Das Foto von ihrem Handschlag im Kreml zierte eine Wahlbroschüre 2017. Die Vorsitzende der rechtsextremen Partei Front National, Marine Le Pen, und der russische Präsident Wladimir Putin.

Verständnis für den Kreml findet sich in Frankreich im rechten wie im linken Lager: Jean-Luc Mélenchon, der laut Umfragen stärkste linke Kandidat bei der anstehenden Präsidentschaftswahl, verurteilt den Einmarsch in die Ukraine zwar deutlich. Viele seiner jüngsten Aussagen zeigen aber, dass er den eigentlichen Aggressor in den USA sieht. Auch dass er Frankreichs Austritt aus der Nato fordert, dürfte Moskau gefallen.
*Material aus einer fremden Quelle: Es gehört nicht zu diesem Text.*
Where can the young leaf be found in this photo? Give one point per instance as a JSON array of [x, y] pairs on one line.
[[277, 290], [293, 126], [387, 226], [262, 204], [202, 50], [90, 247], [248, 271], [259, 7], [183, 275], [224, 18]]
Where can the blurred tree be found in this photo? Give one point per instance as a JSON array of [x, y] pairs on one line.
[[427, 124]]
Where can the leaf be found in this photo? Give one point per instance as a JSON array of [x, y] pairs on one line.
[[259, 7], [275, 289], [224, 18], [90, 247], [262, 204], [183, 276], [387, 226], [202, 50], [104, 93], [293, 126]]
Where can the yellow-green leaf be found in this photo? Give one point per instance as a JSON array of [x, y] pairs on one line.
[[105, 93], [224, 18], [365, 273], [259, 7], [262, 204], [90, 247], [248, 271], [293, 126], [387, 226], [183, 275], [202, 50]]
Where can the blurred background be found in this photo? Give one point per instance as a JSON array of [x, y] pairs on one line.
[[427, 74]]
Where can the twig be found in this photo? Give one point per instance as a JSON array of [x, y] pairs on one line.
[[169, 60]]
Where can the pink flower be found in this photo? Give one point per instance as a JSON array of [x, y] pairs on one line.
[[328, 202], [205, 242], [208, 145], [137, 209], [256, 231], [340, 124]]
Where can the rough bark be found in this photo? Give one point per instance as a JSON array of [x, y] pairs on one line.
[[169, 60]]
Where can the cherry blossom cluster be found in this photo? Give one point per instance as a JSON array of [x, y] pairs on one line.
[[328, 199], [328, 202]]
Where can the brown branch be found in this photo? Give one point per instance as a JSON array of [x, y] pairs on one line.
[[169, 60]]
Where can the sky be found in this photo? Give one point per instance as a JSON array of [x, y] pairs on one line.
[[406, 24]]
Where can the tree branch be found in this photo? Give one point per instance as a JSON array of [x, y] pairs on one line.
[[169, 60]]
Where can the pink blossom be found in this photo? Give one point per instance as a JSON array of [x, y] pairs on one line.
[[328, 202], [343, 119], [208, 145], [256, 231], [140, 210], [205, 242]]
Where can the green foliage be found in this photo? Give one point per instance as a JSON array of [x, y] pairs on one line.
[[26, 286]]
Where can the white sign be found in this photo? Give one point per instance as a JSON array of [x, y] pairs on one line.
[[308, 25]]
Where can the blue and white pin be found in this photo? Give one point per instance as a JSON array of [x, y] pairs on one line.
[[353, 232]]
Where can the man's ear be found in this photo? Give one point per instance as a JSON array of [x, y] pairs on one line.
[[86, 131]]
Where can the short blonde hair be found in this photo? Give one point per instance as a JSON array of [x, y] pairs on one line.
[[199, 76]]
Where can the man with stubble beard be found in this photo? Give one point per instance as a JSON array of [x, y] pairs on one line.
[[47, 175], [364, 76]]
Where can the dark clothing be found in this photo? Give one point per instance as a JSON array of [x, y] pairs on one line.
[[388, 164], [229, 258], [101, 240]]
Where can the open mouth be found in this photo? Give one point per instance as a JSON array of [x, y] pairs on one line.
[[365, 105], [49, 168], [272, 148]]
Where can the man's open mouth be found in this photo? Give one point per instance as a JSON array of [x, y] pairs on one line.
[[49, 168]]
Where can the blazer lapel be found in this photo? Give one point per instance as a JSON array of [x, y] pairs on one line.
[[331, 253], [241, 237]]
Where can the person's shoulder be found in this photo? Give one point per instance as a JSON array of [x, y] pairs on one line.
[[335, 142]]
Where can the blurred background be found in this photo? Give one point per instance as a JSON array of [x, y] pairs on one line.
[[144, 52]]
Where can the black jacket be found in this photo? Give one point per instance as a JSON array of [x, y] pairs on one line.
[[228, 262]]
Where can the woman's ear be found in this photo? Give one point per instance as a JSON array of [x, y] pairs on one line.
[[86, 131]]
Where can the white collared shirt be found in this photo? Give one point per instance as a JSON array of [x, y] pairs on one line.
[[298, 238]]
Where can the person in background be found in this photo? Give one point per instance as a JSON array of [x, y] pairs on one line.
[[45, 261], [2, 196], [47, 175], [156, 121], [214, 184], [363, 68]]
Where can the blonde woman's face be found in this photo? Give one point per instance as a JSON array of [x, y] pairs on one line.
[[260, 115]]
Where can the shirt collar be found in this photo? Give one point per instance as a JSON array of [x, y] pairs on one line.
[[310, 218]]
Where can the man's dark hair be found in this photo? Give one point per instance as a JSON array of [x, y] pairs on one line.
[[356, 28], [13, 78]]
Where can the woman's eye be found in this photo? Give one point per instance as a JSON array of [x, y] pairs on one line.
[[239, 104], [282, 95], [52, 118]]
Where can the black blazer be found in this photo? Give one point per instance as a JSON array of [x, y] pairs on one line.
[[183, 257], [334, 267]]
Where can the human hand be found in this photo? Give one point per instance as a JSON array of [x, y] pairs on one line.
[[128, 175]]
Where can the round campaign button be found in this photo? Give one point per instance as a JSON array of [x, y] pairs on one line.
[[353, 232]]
Noch mehr gilt das für den Rechtsaussenkandidaten Éric Zemmour. Er bewundert Putin und bekundete dies offensiv. Er sei aber kein «Freund» des Präsidenten, verteidigt er sich nun, seine einzige Zuneigung gelte Frankreich. Zemmours rechte Konkurrentin Marine Le Pen geht das Thema zwar defensiver an, ihre Bande nach Moskau sind aber nicht weniger eng. 2014 erhielt die Chefin des finanzschwachen Front National einen Kredit über neun Millionen Euro von einer russischen Bank. Einen Teil davon ist sie noch schuldig. Im Gegenzug vertrat sie regelmässig prorussische Positionen, etwa bei der Krim-Besetzung. Das Foto von ihrem Handschlag mit Putin im Kreml zierte eine Wahlbroschüre, die die Partei bereits wieder einstampfen liess.

Niederlande

Der niederländische Abgeordnete Thierry Baudet schwärmte noch vor der Invasion: Putin sei ein «toller Kerl».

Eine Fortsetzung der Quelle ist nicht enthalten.